How to Avoid PMI Insurance with VA Loans
Private mortgage insurance (PMI) is a type of insurance required by lenders for certain mortgages, such as a conventional loan. Conventional mortgages often require private mortgage insurance when less than 20% of a home’s purchase price is put down.
The cost of PMI insurance can vary, but a good guideline is between 0.5 – 1% of the loan amount annually. How you go about paying your PMI depends on your specific lender. The most common option is a monthly premium added onto your mortgage payment.
Typically, private mortgage insurance is eligible for cancellation when the loan-to-value on the original loan is 80% or less.
In addition to canceling PMI, it is also possible to avoid having to pay mortgage insurance all together. One way to do so is by getting a VA loan.
VA loans are the only type of loan that doesn’t require mortgage insurance regardless of your down payment. Instead, borrowers are required to pay an upfront fee. The purpose of the fee is to offset the cost of the lender administering the loan. This is helpful with ensuring that VA loans continue to require no down payment or monthly mortgage payments.

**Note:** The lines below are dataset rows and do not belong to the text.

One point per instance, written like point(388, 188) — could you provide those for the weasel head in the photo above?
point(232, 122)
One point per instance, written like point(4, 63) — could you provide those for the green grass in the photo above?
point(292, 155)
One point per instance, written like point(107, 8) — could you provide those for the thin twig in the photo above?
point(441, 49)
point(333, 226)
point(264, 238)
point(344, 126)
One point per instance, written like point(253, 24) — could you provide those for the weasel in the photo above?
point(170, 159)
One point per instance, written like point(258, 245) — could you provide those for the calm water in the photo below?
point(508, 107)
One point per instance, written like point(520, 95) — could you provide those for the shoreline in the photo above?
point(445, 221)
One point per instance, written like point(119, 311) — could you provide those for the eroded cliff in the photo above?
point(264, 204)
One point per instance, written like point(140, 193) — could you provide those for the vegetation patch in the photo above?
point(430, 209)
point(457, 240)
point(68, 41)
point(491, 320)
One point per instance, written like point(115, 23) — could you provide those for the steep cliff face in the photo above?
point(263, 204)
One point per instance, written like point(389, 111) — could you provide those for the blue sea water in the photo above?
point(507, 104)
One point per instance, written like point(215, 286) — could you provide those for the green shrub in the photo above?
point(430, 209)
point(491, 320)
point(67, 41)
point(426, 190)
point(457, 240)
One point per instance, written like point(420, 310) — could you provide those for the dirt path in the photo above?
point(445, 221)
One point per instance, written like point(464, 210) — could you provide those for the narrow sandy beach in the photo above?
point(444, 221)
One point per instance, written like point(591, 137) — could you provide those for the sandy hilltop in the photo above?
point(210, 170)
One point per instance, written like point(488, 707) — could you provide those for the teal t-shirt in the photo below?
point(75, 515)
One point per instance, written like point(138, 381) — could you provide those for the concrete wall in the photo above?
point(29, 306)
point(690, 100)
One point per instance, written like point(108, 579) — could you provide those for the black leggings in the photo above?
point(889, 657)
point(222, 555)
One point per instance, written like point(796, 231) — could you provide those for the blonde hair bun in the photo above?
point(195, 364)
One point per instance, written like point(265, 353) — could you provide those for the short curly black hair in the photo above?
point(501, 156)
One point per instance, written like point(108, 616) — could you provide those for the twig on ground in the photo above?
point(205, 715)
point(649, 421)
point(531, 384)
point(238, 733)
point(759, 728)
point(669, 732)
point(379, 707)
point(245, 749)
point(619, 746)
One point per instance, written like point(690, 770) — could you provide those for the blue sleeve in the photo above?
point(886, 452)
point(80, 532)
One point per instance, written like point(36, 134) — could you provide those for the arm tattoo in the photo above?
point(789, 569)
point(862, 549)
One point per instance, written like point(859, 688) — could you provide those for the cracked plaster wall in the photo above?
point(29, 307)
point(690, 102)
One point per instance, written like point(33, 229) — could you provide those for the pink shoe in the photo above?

You are exempt from the VA funding fee if you fall under any of the following categories:
- You currently receive VA disability payments
- You have an eligible surviving spouse who receives Dependency Indemnity Compensation (DIC) benefits
- You are an active duty Purple Heart recipient
Private mortgage insurance can be expensive for home buyers, adding to their monthly mortgage expenses. When borrowers get a VA loan, they can avoid paying for PMI.